Rimowa, the German luggage manufacturer, had a contracted with Meiré, a German advertising agency, for the production of certain advertising images. After a third party sued both Rimowa (and two of its subsidiaries) and Meiré in federal court in the US for copyright infringement, the Rimowa entities filed a cross-claim against Meiré, claiming that Meiré misrepresented ownership of the copyrighted images used in the advertisements. Meiré moved to dismiss the Rimowa claim, in relevant part based on a provision in the parties’ contract that established Germany as the forum for disputes.

The Court began its analysis by noting that contractual choice-of-forum provisions were to be analyzed under the forum non conveniens doctrine, and that the questions for decision were whether the forum selection clause existed, whether it was valid, and whether it was enforceable in US Courts.

The Court concluded that these questions should be answered under German law, and to this end evaluated affidavits on German law submitted by the parties. Rimowa and Meiré were both sophisticated entities that had a long-standing business relationship and previously entered into numerous contracts with one another. Those contracts all expressly referred to a “general terms of service” agreement that was also entered into by both parties. The agreement unambiguously stated that “the law” and “the place of jurisdiction” (indicating no alternatives) was Germany, making Germany the proper forum for disputes. Rimowa knowingly accepted these terms, without objection, in every contract, and the Court found that, under German law, the provision was valid and would be applicable to the present dispute.

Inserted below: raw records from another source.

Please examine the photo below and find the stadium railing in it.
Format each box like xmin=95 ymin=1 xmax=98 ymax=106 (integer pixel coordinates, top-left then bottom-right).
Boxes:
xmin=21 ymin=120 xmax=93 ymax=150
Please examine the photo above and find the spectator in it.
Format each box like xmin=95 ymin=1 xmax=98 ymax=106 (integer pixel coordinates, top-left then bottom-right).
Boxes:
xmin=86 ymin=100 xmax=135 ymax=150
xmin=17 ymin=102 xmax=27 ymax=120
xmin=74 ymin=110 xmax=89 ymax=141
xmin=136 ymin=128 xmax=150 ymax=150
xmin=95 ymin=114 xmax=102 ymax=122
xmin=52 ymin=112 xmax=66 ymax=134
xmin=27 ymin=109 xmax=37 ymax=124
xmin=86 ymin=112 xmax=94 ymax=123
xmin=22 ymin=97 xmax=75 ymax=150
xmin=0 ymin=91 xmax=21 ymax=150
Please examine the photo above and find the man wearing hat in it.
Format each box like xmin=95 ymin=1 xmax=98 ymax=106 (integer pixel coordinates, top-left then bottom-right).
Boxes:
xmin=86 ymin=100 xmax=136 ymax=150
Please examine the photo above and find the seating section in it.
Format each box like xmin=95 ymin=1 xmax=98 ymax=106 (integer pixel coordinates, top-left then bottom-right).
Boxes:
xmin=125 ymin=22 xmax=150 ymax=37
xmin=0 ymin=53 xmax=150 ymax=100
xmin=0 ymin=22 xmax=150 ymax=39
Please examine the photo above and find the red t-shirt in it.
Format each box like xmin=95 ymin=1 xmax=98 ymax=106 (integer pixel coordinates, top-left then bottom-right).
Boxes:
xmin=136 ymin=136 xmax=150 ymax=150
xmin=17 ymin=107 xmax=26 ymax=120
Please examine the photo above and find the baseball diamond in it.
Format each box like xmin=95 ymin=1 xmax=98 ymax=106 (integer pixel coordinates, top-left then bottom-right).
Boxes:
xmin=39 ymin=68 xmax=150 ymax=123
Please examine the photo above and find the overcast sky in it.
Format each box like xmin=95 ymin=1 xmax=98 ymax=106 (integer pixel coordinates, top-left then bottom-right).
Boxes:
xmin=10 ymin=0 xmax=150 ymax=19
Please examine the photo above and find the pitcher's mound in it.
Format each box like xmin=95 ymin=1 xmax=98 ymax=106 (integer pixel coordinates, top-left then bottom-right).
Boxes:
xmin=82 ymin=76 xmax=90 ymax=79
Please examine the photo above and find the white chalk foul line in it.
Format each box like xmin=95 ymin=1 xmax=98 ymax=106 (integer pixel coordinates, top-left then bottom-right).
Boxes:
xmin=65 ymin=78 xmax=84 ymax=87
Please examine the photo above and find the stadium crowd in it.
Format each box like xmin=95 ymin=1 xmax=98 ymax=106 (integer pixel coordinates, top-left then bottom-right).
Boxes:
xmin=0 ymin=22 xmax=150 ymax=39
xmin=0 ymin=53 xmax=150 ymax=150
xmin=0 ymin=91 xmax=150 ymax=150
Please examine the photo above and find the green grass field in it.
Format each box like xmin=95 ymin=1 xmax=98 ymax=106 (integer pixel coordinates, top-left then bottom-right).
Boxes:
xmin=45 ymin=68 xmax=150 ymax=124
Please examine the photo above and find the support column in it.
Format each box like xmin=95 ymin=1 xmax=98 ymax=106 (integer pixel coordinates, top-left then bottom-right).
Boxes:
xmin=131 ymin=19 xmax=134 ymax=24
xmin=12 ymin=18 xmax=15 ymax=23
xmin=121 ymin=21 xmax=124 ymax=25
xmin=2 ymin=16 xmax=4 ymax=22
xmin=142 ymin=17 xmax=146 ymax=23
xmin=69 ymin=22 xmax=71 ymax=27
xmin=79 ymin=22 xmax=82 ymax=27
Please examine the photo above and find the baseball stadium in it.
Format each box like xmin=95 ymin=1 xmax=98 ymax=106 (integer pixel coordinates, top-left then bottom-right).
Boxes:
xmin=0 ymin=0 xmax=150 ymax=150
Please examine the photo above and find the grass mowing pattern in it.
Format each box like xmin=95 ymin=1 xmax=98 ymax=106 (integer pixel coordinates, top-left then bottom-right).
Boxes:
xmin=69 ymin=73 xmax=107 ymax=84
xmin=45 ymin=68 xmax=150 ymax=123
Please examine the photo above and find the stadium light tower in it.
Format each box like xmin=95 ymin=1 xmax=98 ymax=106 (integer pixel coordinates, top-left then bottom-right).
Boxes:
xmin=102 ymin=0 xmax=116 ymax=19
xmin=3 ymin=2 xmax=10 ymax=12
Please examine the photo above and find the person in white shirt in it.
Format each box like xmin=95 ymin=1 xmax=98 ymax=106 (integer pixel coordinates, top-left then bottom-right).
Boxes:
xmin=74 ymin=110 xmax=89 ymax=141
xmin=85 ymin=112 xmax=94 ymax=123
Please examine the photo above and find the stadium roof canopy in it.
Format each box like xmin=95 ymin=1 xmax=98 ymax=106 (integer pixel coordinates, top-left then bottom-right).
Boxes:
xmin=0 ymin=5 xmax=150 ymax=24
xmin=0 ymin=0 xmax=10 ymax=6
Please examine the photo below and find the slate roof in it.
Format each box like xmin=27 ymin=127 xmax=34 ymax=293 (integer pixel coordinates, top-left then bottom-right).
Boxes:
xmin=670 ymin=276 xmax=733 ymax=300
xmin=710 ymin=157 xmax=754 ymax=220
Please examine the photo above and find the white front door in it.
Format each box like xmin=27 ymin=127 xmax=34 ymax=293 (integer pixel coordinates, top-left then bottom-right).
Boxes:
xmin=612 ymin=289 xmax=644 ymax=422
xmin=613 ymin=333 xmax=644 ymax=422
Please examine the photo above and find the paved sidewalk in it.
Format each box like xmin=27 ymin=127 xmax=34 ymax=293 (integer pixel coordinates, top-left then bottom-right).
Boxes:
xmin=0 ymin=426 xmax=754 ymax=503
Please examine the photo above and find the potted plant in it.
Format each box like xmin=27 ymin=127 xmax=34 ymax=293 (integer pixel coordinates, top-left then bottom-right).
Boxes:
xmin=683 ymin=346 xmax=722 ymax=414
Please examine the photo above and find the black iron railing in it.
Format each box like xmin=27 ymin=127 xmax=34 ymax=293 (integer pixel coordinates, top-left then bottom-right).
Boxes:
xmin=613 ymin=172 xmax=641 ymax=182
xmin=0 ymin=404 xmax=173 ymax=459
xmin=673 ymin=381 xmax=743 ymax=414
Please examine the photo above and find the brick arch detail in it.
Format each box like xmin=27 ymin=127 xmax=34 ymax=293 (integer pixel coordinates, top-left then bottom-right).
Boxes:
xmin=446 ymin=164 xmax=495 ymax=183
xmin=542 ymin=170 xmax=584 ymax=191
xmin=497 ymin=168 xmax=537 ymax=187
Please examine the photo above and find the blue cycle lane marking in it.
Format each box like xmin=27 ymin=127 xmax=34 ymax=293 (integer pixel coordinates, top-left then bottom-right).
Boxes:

The Court then turned to the enforceability of the provision, to which it found US law would apply. Dismissal would be presumptively appropriate where (i) the clause was “reasonably communicated to the party resisting enforcement,” (ii) the clause was mandatory rather than permissive, and (iii) the claims and the parties involved in the suit are subject to the clause. Where those conditions are satisfied, a plaintiff could only defeat the effort to dismiss the case by making a “sufficiently strong showing” that enforcement of the provision would otherwise be “unreasonable or unjust, or that the clause was invalid for such reasons as “fraud or overreaching.” The Court found these conditions to be satisfied, notably holding Rimowa’s subsidiaries were third-party beneficiaries of the contract containing the choice-of-forum provision, and thus were bound by the provision even though they were not parties to the contract. The Rimowa entities argued that the case nevertheless should not be permitted to proceed in Germany because litigation there would be “unpredictable and unsatisfactory” as a result of the local court’s unfamiliarity with US copyright law. The Court rejected this argument, finding that a forum non conveniens dismissal based on a claim of inadequacy of remedy in a non-US court required that the plaintiff show that it have no remedy at all outside the US, or would be treated unfairly. As no such showing had been made, the case was dismissed.